Authenticated encryption with ALE (simplified).

4.1 Description of ALE

For the sake of simplicity, we will consider ALE without associated data, and we only consider blocks of 16 bytes for the plaintext (to ignore the padding). ALE maintains a state composed of an internal state and an internal key, and operates with 3 steps (cf Fig. 9). As for mixFeed, the internal key is updated with iterative applications of a permutation P corresponding to AES key schedule rounds. In the case of ALE, P corresponds to 5 rounds of key schedule rather than 11, but we have again many short cycles because 5 is also an odd number.

Initialization. The state is initialized from the key K and a nonce N, using a session key \(\widetilde{Z} = E_{K}(N)\). The internal state is initialized to \(IV = E_{\widetilde{Z}}(E_K(0))\), and the internal key is initialized to \(P_{10}(Z)\), where \(P_{10}\) correspond to 11 rounds of AES key schedule.

Message processing phase. For each block of message, the internal state is encrypted with 4-round AES, and the internal key is updated by five rounds of AES key schedule. During the encryption, four bytes are leaked in each AES round according to the LEX specification (bytes 0, 2, 8, 10 for odd rounds, and bytes 4, 6, 12 and 14 for even rounds), and used as keystream to encrypt the message. Then the message block is xored to the current internal state, following the Pelican-MAC construction.

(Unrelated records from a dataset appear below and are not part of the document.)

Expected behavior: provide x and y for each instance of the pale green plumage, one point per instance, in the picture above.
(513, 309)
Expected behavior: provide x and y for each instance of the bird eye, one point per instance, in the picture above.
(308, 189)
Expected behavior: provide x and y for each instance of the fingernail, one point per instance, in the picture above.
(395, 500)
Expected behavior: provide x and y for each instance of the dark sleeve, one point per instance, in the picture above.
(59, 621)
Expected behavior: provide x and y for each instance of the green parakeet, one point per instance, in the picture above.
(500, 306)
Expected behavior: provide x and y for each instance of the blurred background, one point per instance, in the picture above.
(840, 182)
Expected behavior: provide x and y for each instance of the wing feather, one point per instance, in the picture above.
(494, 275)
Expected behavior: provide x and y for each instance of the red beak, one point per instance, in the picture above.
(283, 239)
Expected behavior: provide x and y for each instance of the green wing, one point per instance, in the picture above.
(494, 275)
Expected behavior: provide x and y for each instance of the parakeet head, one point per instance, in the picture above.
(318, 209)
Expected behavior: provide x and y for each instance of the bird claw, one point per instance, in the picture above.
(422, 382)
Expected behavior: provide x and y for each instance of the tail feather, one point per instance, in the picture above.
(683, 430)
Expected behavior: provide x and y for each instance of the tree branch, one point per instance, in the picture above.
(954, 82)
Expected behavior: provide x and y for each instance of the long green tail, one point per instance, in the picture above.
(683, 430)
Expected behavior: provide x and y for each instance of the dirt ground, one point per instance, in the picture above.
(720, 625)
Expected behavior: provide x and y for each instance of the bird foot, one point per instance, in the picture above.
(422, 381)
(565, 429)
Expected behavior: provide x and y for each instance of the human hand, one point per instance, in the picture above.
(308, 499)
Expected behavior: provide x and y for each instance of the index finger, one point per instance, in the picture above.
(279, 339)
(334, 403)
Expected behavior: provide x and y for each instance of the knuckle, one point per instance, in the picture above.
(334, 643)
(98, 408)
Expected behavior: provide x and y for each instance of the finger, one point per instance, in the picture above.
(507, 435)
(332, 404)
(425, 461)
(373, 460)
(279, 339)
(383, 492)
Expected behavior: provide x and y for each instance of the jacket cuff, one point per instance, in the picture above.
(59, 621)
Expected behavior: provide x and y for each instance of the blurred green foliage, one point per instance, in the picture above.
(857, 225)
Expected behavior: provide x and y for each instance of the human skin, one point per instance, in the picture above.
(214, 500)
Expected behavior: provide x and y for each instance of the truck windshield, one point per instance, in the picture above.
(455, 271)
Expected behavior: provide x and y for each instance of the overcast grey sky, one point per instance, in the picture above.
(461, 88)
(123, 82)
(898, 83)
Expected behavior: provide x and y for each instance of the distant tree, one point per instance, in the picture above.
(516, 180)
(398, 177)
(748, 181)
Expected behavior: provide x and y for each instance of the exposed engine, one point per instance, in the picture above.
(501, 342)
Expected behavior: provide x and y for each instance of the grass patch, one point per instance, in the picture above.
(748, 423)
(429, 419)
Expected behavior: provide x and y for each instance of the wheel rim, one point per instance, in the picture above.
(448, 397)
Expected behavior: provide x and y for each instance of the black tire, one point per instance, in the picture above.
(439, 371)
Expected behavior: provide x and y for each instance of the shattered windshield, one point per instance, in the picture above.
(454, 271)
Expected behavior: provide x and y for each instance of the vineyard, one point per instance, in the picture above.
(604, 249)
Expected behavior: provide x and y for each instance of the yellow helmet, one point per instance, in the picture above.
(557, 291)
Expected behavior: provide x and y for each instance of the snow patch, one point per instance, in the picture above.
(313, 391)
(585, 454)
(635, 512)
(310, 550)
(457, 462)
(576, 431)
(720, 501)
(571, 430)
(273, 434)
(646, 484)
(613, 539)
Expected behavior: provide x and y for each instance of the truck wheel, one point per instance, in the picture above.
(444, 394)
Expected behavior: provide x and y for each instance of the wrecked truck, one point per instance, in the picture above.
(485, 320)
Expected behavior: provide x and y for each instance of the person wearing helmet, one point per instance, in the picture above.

Finalization. Finally, the internal state is encrypted with the full AES using the master key K to generate the tag T.

Rekeying. The designers of ALE require that the master key is changed after processing \(2^{48}\) bits (i.e. \(2^{41}\) blocks).

Previous results. ALE was designed to thwart attacks against LEX [11, 20] that use a pair of partially-colliding internal states to recover the key. Indeed, each AES call uses a different key, which prevents those attacks. Other attacks have been proposed against LEX, based on differential trails between two message injections [30, 34]. We compare the previous attacks in Table 1. To make the results comparable, we assume that attacks with a low success rate are repeated until they succeed. For attacks using more than \(2^{41}\) blocks of data, the master key will be rotated.

4.2 Internal Key Recovery

We describe a new attack against ALE, based on previous analysis of LEX. The key update of ALE was supposed to avoid these attacks, but since the update function has small cycles, there is a large probability that the key state is repeated, which makes the attack possible.

We analyze cycles of P in the same way as for mixFeed: four iterations of the 5-round key schedule are equivalent to the application in parallel of four 32-bit functions. The study of one of these functions gives us information about the cycle structure of the permutation P. The 32-bit function has a cycle of length \(\ell = 4010800805 \approx 2^{31.9}\); therefore the permutation P admits many cycles of length \(4 \times \ell \approx 2^{33.9}\) which are reached with probability \((\ell \times 2^{-32} )^4 \approx 0.76\).

Previous attacks against LEX [11, 12, 20] are based on the search for a pair of internal states that partially collides, with two identical columns. This pattern can occur in odd or even round: we use columns 0 and 2 for odd rounds, and columns 1 and 3 for even rounds. The partial collision occurs with probability \(2^{-64}\), and 32 bits of the colliding state can be directly observed, due to the leak extractions. A candidate pair can be tested with complexity \(2^{64}\) [12, Section 7.1], using the leak extraction of rounds before and after the collision; if it actually corresponds to a partial collision this reveals the internal state and key.

In the case of ALE, we perform a chosen plaintext attack: we choose a message M of \(2^{41}\) blocks (the maximum length allowed by the ALE specification) which admits cycles of length \(4 \times \ell \). With probability 0.76, the key cycles after \(4 \times \ell \approx 2^{33.9}\) iterations of the permutation P. When this happens, we can split the message into \(2^{33.9}\) sets of \(2^{7.1}\) blocks encrypted under the same key. In each set we can construct \(2^{13.2}\) pairs. In total, from one message M of \(2^{41}\) blocks, we get on average \(0.76 \times 2^{13.2} \times 2^{33.9} \approx 2^{46.7}\) pairs encrypted with the same key.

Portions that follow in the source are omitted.